Google’s AI to predict earthquake aftershocks

• Scientists at Harvard University and Google have used an artificial intelligence (AI) system to analyze a database of earthquakes from around the world to predict where aftershocks might occur.

• Earthquakes typically occur in sequences: an initial ‘mainshock’ is often followed by a set of aftershocks.

• Although these aftershocks are usually smaller than the main shock, in some cases, they may significantly hamper recovery efforts.

• Although the timing and size of aftershocks have been understood and explained by established empirical laws, forecasting the location of these events has proven more challenging.

• The team has used a database of information on more than 118 major earthquakes from around the world.

• From there, the team applied a neural net to analyze the relationships between static stress changes caused by the mainshocks and aftershock locations.

• The end result was an improved model to forecast aftershock locations and while this system is still imprecise, it is a motivating step forward.

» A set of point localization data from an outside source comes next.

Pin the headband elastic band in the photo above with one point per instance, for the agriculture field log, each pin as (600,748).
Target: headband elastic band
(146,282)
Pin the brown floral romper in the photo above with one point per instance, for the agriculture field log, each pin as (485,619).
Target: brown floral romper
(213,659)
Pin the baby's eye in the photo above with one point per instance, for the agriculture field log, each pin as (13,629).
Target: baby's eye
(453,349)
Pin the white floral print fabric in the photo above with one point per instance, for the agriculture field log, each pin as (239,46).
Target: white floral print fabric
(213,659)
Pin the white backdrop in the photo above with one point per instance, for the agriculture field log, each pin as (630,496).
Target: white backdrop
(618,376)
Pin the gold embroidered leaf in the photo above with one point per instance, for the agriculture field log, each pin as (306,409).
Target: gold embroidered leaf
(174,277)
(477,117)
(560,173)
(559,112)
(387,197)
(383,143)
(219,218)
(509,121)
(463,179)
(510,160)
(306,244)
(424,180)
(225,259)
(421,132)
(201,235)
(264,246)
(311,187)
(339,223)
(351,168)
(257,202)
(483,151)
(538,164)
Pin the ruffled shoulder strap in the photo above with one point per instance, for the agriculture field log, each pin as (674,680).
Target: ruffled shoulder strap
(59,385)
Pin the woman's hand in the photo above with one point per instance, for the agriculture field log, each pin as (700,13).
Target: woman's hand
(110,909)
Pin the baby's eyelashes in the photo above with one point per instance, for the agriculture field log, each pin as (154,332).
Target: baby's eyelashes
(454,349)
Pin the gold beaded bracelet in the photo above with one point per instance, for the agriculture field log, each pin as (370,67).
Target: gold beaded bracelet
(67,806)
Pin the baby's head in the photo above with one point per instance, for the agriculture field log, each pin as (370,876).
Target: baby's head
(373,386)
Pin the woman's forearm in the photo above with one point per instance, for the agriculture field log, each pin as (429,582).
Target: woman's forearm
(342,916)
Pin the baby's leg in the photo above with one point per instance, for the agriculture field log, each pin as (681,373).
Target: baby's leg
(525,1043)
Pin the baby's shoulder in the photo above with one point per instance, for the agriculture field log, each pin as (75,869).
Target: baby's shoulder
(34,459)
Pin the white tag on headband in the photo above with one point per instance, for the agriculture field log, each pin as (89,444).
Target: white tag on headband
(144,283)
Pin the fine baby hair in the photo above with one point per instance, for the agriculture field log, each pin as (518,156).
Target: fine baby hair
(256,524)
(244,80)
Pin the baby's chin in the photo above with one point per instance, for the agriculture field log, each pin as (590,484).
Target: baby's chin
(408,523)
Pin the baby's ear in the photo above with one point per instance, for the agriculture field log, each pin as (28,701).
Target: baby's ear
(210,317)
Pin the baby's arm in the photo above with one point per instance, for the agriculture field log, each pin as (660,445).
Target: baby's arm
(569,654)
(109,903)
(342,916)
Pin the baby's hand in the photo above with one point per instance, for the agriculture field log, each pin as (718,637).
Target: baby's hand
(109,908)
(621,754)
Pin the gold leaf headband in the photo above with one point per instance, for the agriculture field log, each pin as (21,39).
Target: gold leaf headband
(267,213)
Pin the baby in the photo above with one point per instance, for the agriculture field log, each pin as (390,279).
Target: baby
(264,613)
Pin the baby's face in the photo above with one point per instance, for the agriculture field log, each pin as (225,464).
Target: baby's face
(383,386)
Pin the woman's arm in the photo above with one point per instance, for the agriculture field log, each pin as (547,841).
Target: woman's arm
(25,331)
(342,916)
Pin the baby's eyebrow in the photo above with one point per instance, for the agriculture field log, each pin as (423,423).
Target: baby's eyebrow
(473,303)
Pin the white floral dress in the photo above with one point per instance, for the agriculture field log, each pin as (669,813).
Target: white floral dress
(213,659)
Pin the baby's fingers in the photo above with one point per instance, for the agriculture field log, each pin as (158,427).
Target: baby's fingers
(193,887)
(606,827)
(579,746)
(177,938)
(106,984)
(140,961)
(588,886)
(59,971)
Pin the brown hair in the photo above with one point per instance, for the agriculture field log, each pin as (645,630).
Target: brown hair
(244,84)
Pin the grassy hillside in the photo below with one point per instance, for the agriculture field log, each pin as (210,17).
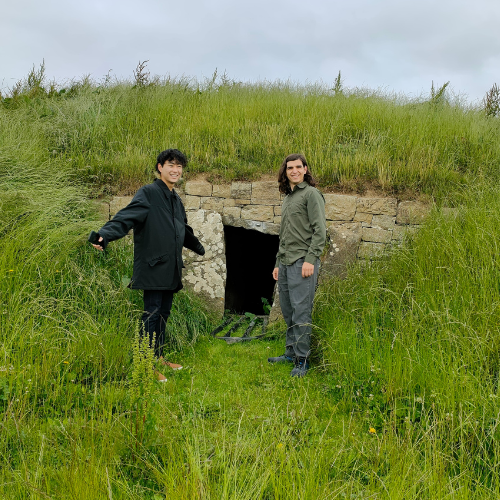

• Machine learning based forecast may one day help deploy emergency services and inform evacuation plans for areas at risk of an aftershock.

• When the researchers applied neural networks to the data set, they were able to look at the specific combinations of factors that it found important and useful for that forecast, rather than just taking the forecasted results at face value.

• This opens up new possibilities for finding potential physical theories that may allow the better understanding of natural phenomena.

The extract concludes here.